Though machine learning models can offer the optimal prediction power under complex functional structures, they suffer from the lack of transparency for interpreting each feature’s role in disease outcome prediction due to the abstract algorithm used. How to robustly identify the important clinical features associated with PE risk is critical yet not trivial. An existing procedure for this purpose is to adopt a LASSO method to identify the important clinical features, and use them for PE prediction via a logistic regression model [32]. However, this framework requires a (generalized) linear additive assumption between the clinical features and the propensity of developing PE, which may not hold and is unverifiable in practice. On the other hand, a newly proposed permutation-based feature importance test (PermFIT) provides a universal framework for various machine learning models to identify potential highly correlated important features [33]. Motivated by the challenge of identifying important clinical features associated with the risk of PE under the complex functional relationship, in this paper, we present a permutation-based feature importance test for DNN model (PermFIT-DNN). The PermFIT-DNN framework adapts the appealing feature of PermFIT procedure and the power of our recently proposed scoring algorithm to improve the stability of conventional DNN model [34].
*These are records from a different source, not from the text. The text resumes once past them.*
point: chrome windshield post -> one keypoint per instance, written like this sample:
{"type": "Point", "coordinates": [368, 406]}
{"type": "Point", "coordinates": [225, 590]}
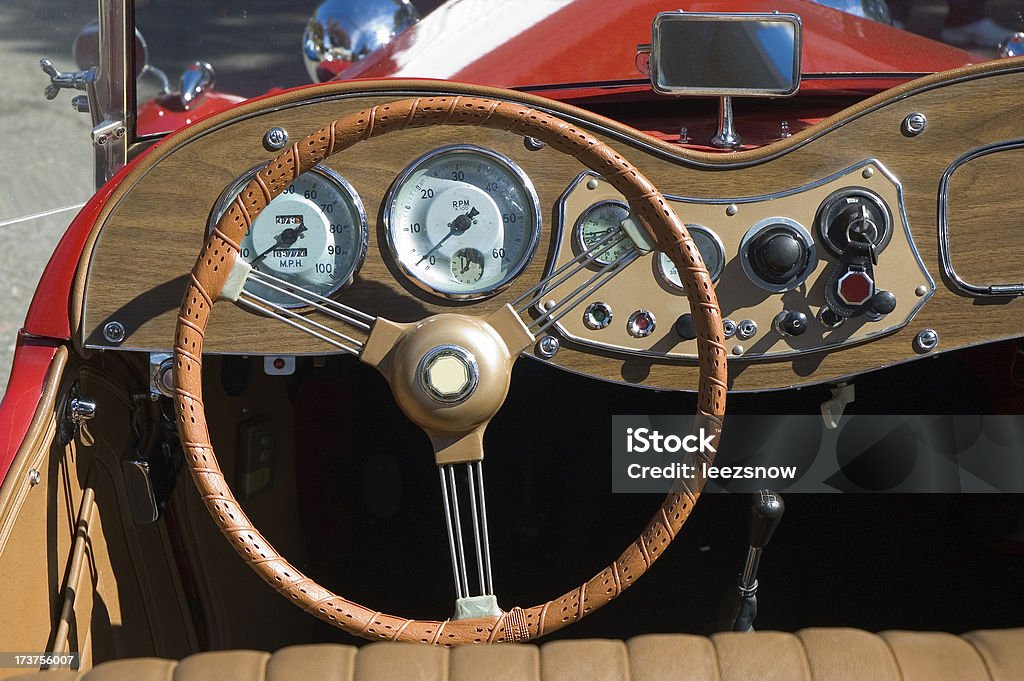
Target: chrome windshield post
{"type": "Point", "coordinates": [114, 124]}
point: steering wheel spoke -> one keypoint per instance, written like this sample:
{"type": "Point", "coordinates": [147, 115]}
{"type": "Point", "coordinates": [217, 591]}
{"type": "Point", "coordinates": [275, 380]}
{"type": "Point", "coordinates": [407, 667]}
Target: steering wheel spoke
{"type": "Point", "coordinates": [470, 601]}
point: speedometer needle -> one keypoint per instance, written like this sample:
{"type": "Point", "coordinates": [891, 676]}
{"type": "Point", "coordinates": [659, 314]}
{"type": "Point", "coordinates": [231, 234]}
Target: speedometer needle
{"type": "Point", "coordinates": [286, 238]}
{"type": "Point", "coordinates": [456, 226]}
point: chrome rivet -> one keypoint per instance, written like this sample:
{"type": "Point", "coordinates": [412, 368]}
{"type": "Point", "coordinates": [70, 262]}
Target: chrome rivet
{"type": "Point", "coordinates": [597, 316]}
{"type": "Point", "coordinates": [548, 346]}
{"type": "Point", "coordinates": [641, 324]}
{"type": "Point", "coordinates": [274, 139]}
{"type": "Point", "coordinates": [115, 332]}
{"type": "Point", "coordinates": [914, 124]}
{"type": "Point", "coordinates": [532, 143]}
{"type": "Point", "coordinates": [926, 341]}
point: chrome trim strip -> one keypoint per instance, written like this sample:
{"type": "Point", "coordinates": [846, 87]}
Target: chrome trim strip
{"type": "Point", "coordinates": [945, 257]}
{"type": "Point", "coordinates": [535, 204]}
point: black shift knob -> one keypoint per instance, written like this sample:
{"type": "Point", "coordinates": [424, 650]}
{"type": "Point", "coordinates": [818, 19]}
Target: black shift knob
{"type": "Point", "coordinates": [766, 512]}
{"type": "Point", "coordinates": [778, 255]}
{"type": "Point", "coordinates": [791, 323]}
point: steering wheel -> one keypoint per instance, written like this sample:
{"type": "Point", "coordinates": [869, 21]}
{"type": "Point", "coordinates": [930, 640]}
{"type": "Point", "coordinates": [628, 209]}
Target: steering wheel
{"type": "Point", "coordinates": [450, 373]}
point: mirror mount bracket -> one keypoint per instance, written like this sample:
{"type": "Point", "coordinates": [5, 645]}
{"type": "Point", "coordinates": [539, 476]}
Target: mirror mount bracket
{"type": "Point", "coordinates": [726, 137]}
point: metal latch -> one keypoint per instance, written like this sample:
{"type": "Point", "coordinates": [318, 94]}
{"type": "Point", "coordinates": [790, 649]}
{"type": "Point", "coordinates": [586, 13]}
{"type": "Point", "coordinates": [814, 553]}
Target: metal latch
{"type": "Point", "coordinates": [76, 412]}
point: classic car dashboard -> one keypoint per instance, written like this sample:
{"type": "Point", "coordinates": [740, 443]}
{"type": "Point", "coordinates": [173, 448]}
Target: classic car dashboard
{"type": "Point", "coordinates": [825, 248]}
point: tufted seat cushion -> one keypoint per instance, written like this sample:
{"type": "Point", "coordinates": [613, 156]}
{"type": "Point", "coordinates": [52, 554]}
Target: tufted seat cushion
{"type": "Point", "coordinates": [811, 654]}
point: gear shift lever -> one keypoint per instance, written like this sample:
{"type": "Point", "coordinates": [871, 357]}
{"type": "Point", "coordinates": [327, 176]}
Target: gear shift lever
{"type": "Point", "coordinates": [740, 604]}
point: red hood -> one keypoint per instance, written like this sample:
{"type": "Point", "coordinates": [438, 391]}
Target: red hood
{"type": "Point", "coordinates": [547, 42]}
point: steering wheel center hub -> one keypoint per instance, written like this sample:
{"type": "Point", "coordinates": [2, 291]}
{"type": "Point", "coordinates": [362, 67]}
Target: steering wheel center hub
{"type": "Point", "coordinates": [449, 374]}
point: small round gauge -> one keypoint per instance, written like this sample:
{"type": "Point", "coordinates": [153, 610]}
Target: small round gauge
{"type": "Point", "coordinates": [711, 250]}
{"type": "Point", "coordinates": [462, 221]}
{"type": "Point", "coordinates": [312, 236]}
{"type": "Point", "coordinates": [596, 223]}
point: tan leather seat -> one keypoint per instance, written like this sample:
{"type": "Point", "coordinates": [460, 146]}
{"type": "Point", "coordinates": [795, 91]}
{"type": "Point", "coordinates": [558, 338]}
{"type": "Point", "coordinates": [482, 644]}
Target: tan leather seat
{"type": "Point", "coordinates": [811, 654]}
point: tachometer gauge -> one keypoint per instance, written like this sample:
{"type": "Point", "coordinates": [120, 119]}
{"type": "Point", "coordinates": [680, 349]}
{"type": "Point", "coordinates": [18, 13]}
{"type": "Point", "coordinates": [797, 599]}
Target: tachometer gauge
{"type": "Point", "coordinates": [462, 221]}
{"type": "Point", "coordinates": [596, 223]}
{"type": "Point", "coordinates": [312, 236]}
{"type": "Point", "coordinates": [711, 250]}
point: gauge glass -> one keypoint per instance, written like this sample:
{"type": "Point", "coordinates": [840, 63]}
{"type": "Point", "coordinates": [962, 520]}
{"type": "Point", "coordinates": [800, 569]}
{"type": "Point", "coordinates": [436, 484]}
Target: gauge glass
{"type": "Point", "coordinates": [597, 222]}
{"type": "Point", "coordinates": [312, 236]}
{"type": "Point", "coordinates": [711, 250]}
{"type": "Point", "coordinates": [463, 221]}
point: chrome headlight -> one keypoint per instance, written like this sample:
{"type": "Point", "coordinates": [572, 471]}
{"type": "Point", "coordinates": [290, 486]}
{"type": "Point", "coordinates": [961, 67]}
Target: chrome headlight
{"type": "Point", "coordinates": [346, 31]}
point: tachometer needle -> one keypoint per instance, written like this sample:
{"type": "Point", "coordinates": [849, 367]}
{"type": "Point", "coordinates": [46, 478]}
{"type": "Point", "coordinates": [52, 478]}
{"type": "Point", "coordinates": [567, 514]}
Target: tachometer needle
{"type": "Point", "coordinates": [457, 226]}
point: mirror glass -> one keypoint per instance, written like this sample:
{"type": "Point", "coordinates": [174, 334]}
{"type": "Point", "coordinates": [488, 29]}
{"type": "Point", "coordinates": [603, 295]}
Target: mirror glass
{"type": "Point", "coordinates": [726, 54]}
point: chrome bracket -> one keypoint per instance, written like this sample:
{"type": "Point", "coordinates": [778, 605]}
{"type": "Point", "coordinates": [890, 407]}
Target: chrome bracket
{"type": "Point", "coordinates": [107, 131]}
{"type": "Point", "coordinates": [726, 137]}
{"type": "Point", "coordinates": [73, 80]}
{"type": "Point", "coordinates": [76, 412]}
{"type": "Point", "coordinates": [161, 376]}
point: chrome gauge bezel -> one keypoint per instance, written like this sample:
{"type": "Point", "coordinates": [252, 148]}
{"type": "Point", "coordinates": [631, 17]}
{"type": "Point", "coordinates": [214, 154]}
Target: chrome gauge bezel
{"type": "Point", "coordinates": [715, 273]}
{"type": "Point", "coordinates": [578, 228]}
{"type": "Point", "coordinates": [525, 184]}
{"type": "Point", "coordinates": [344, 187]}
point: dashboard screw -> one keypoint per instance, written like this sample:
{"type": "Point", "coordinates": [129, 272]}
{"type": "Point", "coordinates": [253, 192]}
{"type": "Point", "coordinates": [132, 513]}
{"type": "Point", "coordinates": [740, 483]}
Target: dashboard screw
{"type": "Point", "coordinates": [274, 139]}
{"type": "Point", "coordinates": [532, 143]}
{"type": "Point", "coordinates": [926, 341]}
{"type": "Point", "coordinates": [114, 332]}
{"type": "Point", "coordinates": [914, 124]}
{"type": "Point", "coordinates": [548, 346]}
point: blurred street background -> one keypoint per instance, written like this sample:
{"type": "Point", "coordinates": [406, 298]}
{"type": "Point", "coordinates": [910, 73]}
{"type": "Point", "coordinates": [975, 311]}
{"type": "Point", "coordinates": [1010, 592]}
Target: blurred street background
{"type": "Point", "coordinates": [46, 161]}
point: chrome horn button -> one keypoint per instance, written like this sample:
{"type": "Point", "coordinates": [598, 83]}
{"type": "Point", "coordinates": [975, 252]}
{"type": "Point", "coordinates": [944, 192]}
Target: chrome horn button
{"type": "Point", "coordinates": [449, 374]}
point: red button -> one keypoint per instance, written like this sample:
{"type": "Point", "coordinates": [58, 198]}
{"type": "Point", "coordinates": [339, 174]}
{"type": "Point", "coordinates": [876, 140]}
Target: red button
{"type": "Point", "coordinates": [855, 288]}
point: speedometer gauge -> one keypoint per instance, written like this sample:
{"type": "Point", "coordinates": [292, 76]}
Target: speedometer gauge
{"type": "Point", "coordinates": [462, 221]}
{"type": "Point", "coordinates": [312, 236]}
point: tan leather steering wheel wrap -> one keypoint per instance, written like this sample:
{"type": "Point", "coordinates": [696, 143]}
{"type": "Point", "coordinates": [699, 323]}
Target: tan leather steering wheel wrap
{"type": "Point", "coordinates": [218, 256]}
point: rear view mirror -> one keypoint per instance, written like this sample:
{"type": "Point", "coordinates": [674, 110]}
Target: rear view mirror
{"type": "Point", "coordinates": [747, 55]}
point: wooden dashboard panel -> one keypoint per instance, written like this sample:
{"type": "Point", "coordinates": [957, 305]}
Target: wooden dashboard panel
{"type": "Point", "coordinates": [145, 242]}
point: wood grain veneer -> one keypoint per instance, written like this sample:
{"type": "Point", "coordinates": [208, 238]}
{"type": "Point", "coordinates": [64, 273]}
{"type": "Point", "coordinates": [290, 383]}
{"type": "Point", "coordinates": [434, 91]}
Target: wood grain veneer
{"type": "Point", "coordinates": [137, 277]}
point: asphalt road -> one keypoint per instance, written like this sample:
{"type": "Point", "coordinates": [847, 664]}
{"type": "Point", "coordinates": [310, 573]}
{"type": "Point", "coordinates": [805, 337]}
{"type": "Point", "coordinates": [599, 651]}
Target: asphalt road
{"type": "Point", "coordinates": [46, 161]}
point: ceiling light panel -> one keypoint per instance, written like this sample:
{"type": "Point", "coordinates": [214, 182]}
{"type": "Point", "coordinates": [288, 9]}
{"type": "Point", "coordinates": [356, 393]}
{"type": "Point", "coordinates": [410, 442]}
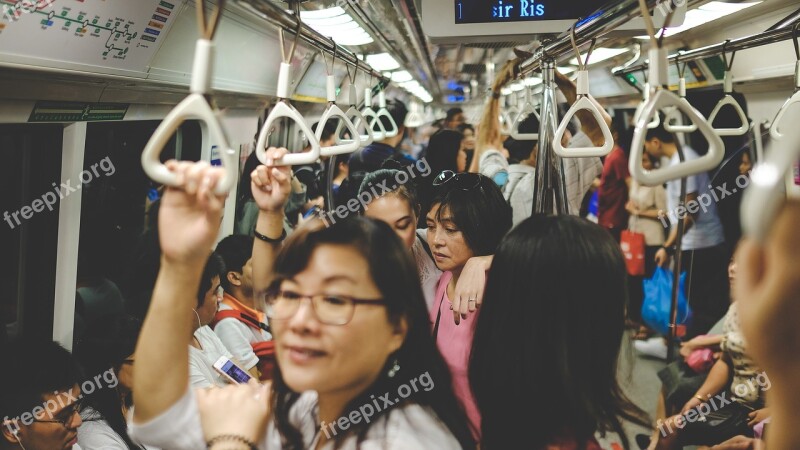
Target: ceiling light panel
{"type": "Point", "coordinates": [338, 25]}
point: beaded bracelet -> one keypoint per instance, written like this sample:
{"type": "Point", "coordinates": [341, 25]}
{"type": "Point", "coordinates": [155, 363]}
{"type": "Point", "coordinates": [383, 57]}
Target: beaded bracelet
{"type": "Point", "coordinates": [231, 437]}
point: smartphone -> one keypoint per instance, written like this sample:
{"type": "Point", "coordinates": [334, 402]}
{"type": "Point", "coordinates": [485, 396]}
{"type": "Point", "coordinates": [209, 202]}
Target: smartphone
{"type": "Point", "coordinates": [231, 371]}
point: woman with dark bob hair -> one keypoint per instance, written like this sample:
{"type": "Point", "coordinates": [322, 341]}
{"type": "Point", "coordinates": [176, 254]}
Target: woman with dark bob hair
{"type": "Point", "coordinates": [355, 364]}
{"type": "Point", "coordinates": [468, 218]}
{"type": "Point", "coordinates": [560, 340]}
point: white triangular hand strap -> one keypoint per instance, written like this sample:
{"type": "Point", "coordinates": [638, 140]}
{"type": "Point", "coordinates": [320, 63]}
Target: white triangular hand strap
{"type": "Point", "coordinates": [716, 148]}
{"type": "Point", "coordinates": [195, 106]}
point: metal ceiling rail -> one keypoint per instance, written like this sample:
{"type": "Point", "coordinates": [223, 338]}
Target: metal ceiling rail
{"type": "Point", "coordinates": [276, 16]}
{"type": "Point", "coordinates": [733, 45]}
{"type": "Point", "coordinates": [608, 18]}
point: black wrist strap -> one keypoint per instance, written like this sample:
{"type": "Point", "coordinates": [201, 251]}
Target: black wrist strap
{"type": "Point", "coordinates": [270, 240]}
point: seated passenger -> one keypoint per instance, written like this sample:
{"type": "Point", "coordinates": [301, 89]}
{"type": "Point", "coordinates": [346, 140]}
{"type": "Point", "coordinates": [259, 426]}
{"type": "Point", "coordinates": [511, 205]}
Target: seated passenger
{"type": "Point", "coordinates": [108, 349]}
{"type": "Point", "coordinates": [468, 217]}
{"type": "Point", "coordinates": [205, 347]}
{"type": "Point", "coordinates": [39, 405]}
{"type": "Point", "coordinates": [240, 322]}
{"type": "Point", "coordinates": [400, 209]}
{"type": "Point", "coordinates": [552, 345]}
{"type": "Point", "coordinates": [361, 335]}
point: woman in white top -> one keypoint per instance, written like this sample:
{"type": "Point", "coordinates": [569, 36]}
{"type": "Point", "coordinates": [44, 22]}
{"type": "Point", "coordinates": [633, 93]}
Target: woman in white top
{"type": "Point", "coordinates": [646, 205]}
{"type": "Point", "coordinates": [107, 351]}
{"type": "Point", "coordinates": [205, 347]}
{"type": "Point", "coordinates": [356, 366]}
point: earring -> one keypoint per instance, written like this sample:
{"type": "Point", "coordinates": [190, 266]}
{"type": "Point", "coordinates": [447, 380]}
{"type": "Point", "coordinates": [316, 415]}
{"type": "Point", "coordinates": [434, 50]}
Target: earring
{"type": "Point", "coordinates": [395, 368]}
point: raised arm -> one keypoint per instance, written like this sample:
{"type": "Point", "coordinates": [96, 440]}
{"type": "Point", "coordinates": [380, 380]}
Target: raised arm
{"type": "Point", "coordinates": [188, 224]}
{"type": "Point", "coordinates": [271, 187]}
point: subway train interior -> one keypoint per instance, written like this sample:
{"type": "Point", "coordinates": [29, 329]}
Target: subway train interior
{"type": "Point", "coordinates": [599, 198]}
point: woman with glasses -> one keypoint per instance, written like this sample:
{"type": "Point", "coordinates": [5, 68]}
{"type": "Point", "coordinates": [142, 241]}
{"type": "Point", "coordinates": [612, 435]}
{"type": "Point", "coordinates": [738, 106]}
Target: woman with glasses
{"type": "Point", "coordinates": [348, 319]}
{"type": "Point", "coordinates": [560, 339]}
{"type": "Point", "coordinates": [468, 218]}
{"type": "Point", "coordinates": [400, 209]}
{"type": "Point", "coordinates": [108, 348]}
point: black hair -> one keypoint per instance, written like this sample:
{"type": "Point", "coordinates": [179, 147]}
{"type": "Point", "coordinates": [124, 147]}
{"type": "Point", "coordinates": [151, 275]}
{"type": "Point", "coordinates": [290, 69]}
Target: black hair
{"type": "Point", "coordinates": [394, 272]}
{"type": "Point", "coordinates": [662, 134]}
{"type": "Point", "coordinates": [452, 112]}
{"type": "Point", "coordinates": [564, 349]}
{"type": "Point", "coordinates": [33, 368]}
{"type": "Point", "coordinates": [214, 267]}
{"type": "Point", "coordinates": [465, 126]}
{"type": "Point", "coordinates": [442, 151]}
{"type": "Point", "coordinates": [397, 110]}
{"type": "Point", "coordinates": [235, 250]}
{"type": "Point", "coordinates": [106, 344]}
{"type": "Point", "coordinates": [481, 214]}
{"type": "Point", "coordinates": [388, 178]}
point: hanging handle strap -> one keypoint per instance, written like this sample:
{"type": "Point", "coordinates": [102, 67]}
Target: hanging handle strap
{"type": "Point", "coordinates": [195, 106]}
{"type": "Point", "coordinates": [661, 99]}
{"type": "Point", "coordinates": [584, 102]}
{"type": "Point", "coordinates": [728, 100]}
{"type": "Point", "coordinates": [774, 129]}
{"type": "Point", "coordinates": [673, 115]}
{"type": "Point", "coordinates": [764, 196]}
{"type": "Point", "coordinates": [284, 110]}
{"type": "Point", "coordinates": [383, 112]}
{"type": "Point", "coordinates": [370, 113]}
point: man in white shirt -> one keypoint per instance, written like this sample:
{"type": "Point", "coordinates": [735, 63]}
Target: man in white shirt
{"type": "Point", "coordinates": [705, 256]}
{"type": "Point", "coordinates": [39, 406]}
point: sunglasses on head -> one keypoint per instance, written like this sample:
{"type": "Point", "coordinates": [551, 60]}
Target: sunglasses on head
{"type": "Point", "coordinates": [464, 181]}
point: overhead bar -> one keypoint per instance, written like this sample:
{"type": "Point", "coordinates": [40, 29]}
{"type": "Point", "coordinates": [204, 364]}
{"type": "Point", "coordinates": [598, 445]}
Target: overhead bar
{"type": "Point", "coordinates": [733, 45]}
{"type": "Point", "coordinates": [276, 16]}
{"type": "Point", "coordinates": [608, 18]}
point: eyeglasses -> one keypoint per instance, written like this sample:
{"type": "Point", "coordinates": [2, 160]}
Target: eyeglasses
{"type": "Point", "coordinates": [463, 181]}
{"type": "Point", "coordinates": [329, 309]}
{"type": "Point", "coordinates": [66, 416]}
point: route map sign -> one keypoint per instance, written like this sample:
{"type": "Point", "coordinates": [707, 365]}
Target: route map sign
{"type": "Point", "coordinates": [111, 36]}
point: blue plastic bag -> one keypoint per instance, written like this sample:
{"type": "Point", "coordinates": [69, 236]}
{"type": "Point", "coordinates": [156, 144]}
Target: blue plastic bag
{"type": "Point", "coordinates": [658, 301]}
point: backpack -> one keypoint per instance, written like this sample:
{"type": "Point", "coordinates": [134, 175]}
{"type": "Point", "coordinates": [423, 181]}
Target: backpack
{"type": "Point", "coordinates": [265, 350]}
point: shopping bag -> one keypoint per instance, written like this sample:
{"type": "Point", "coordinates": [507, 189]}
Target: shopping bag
{"type": "Point", "coordinates": [632, 244]}
{"type": "Point", "coordinates": [658, 301]}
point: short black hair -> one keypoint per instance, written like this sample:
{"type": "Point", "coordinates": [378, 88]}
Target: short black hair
{"type": "Point", "coordinates": [452, 112]}
{"type": "Point", "coordinates": [214, 267]}
{"type": "Point", "coordinates": [235, 250]}
{"type": "Point", "coordinates": [662, 134]}
{"type": "Point", "coordinates": [397, 110]}
{"type": "Point", "coordinates": [32, 369]}
{"type": "Point", "coordinates": [481, 214]}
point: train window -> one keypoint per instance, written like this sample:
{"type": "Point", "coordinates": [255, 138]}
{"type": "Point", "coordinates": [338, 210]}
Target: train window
{"type": "Point", "coordinates": [115, 264]}
{"type": "Point", "coordinates": [28, 241]}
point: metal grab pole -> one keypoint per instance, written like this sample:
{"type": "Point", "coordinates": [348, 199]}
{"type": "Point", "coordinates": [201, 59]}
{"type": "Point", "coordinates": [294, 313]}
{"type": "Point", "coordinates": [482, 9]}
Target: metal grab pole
{"type": "Point", "coordinates": [733, 45]}
{"type": "Point", "coordinates": [676, 271]}
{"type": "Point", "coordinates": [549, 187]}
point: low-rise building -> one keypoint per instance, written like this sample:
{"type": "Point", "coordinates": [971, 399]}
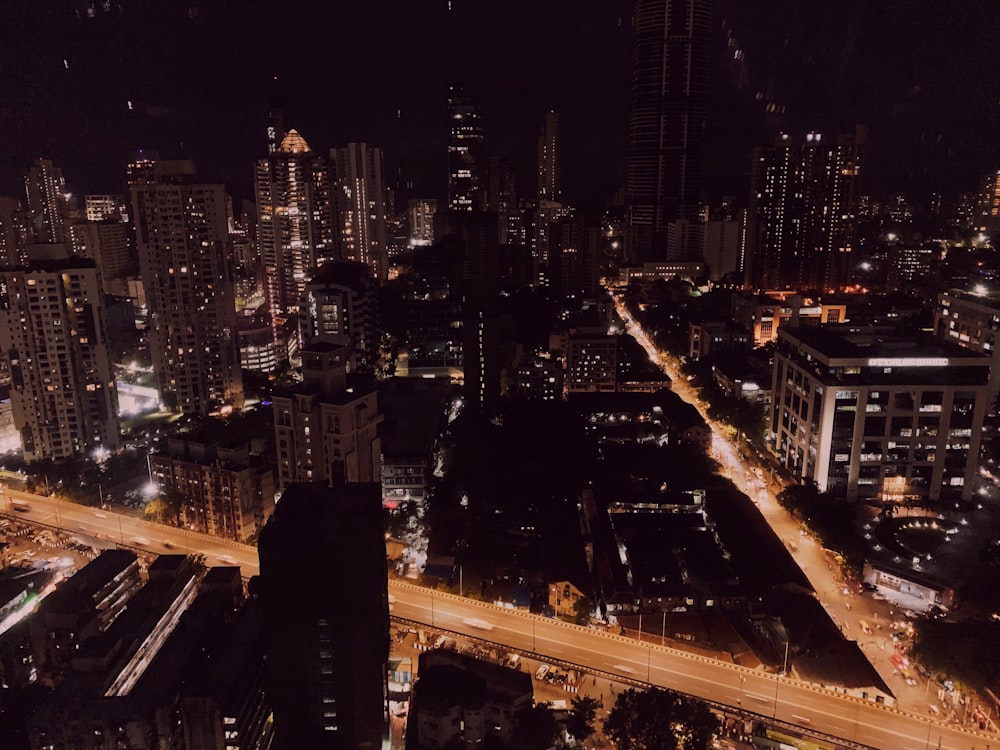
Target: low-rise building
{"type": "Point", "coordinates": [460, 701]}
{"type": "Point", "coordinates": [217, 489]}
{"type": "Point", "coordinates": [715, 336]}
{"type": "Point", "coordinates": [764, 314]}
{"type": "Point", "coordinates": [870, 413]}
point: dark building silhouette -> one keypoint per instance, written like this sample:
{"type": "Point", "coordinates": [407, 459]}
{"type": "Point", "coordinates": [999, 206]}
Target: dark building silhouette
{"type": "Point", "coordinates": [465, 145]}
{"type": "Point", "coordinates": [670, 53]}
{"type": "Point", "coordinates": [326, 617]}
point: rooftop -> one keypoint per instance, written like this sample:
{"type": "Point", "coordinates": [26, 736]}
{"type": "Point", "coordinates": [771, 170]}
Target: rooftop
{"type": "Point", "coordinates": [847, 341]}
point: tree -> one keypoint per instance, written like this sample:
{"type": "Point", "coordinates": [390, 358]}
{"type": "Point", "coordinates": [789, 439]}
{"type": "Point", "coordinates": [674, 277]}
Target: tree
{"type": "Point", "coordinates": [535, 729]}
{"type": "Point", "coordinates": [583, 711]}
{"type": "Point", "coordinates": [659, 720]}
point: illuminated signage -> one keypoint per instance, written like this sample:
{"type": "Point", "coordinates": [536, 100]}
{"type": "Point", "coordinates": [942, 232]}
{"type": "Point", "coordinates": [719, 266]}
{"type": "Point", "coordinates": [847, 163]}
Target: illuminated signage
{"type": "Point", "coordinates": [908, 362]}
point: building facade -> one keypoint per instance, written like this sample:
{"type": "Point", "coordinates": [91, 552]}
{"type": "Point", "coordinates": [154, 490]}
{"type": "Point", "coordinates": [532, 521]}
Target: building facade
{"type": "Point", "coordinates": [869, 414]}
{"type": "Point", "coordinates": [296, 228]}
{"type": "Point", "coordinates": [465, 152]}
{"type": "Point", "coordinates": [803, 200]}
{"type": "Point", "coordinates": [341, 299]}
{"type": "Point", "coordinates": [184, 259]}
{"type": "Point", "coordinates": [323, 551]}
{"type": "Point", "coordinates": [54, 343]}
{"type": "Point", "coordinates": [359, 200]}
{"type": "Point", "coordinates": [48, 202]}
{"type": "Point", "coordinates": [670, 56]}
{"type": "Point", "coordinates": [326, 429]}
{"type": "Point", "coordinates": [217, 490]}
{"type": "Point", "coordinates": [972, 321]}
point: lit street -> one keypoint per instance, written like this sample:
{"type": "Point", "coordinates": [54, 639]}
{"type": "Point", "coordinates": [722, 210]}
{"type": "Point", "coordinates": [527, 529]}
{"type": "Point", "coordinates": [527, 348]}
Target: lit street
{"type": "Point", "coordinates": [594, 650]}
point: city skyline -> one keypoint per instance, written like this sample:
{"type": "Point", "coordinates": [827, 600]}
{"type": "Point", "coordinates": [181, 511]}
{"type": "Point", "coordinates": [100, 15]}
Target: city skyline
{"type": "Point", "coordinates": [93, 89]}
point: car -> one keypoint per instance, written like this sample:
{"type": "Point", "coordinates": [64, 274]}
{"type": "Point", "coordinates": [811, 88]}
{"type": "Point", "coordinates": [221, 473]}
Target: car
{"type": "Point", "coordinates": [478, 624]}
Overall, the aim of this paper is to present an efficient framework for identifying important clinical features related to the risk of pulmonary embolism and to provide early warnings to potential patients who may show asymptomatically. Our analysis reveals that the PermFIT-DNN method outperforms commonly used machine learning techniques in accurately detecting the key features related to the risk of PE. Furthermore, using these identified important features leads to notably accurate predictions of PE risk. The paper is structured as follows: in the Methods section, we outline the process of using machine learning methods to model the complex relationship between risk factors and PE status, and the PermFIT procedure to identify the important features associated with PE status under the complex relationship. In the Results section, the PermFIT-DNN is applied to identify the important clinical features related to PE risk based on data from a clinical study [35] and the results are compared with other machine learning models. Finally, the paper concludes with a brief discussion.

2 Methods

2.1 Machine learning methods for modeling complex association relationship between clinical features and pulmonary embolism risk

Let X = (X1, …, Xp) be a p-dimensional clinical features (e.g., age, body mass index, hypertension, history of PE, etc), and Y be the binary PE status (e.g., Y = 1 and 0 for PE positive and negative, respectively) with π(X) = E(Y|X) = Pr(Y = 1|X), i.e., the conditional probability of being positive PE given the clinical features X. To predict PE status, we need to estimate π(X = x). Traditionally, it is estimated via a logistic regression model. This parametric modeling strategy needs to make a strong assumption on the relationship between the clinical features and the probability of developing PE, which may barely hold and is difficult to verify in practice. To relax this restrictive assumption, machine learning methods are often adopted. Here, we investigate four frequently used machine learning models, i.e., deep neural network (DNN) [28, 29], random forest (RF) [36, 37], and support vector machine (SVM) [38, 39], for their performance in classifying the binary PE status using the clinical features, among which SVM and RF have been used in predicting PE status [31] but not DNN. However, unlike the conventional DNN method, we adopt the stable DNN procedure which can improve prediction performance [34, 40]. Specifically, the stable DNN introduces two extra procedures, i.e., bootstrap aggregating—a machine learning ensemble meta-algorithm [41] is first adopted to increase the stability and accuracy of a single DNN [42]. However, this may not guarantee the stable prediction of each DNN model due to random parameter initialization. To further boost DNN performance, a filtering algorithm is adopted to remove poorly performing bagged DNNs according to the principle that “many could be better than all” [40, 43].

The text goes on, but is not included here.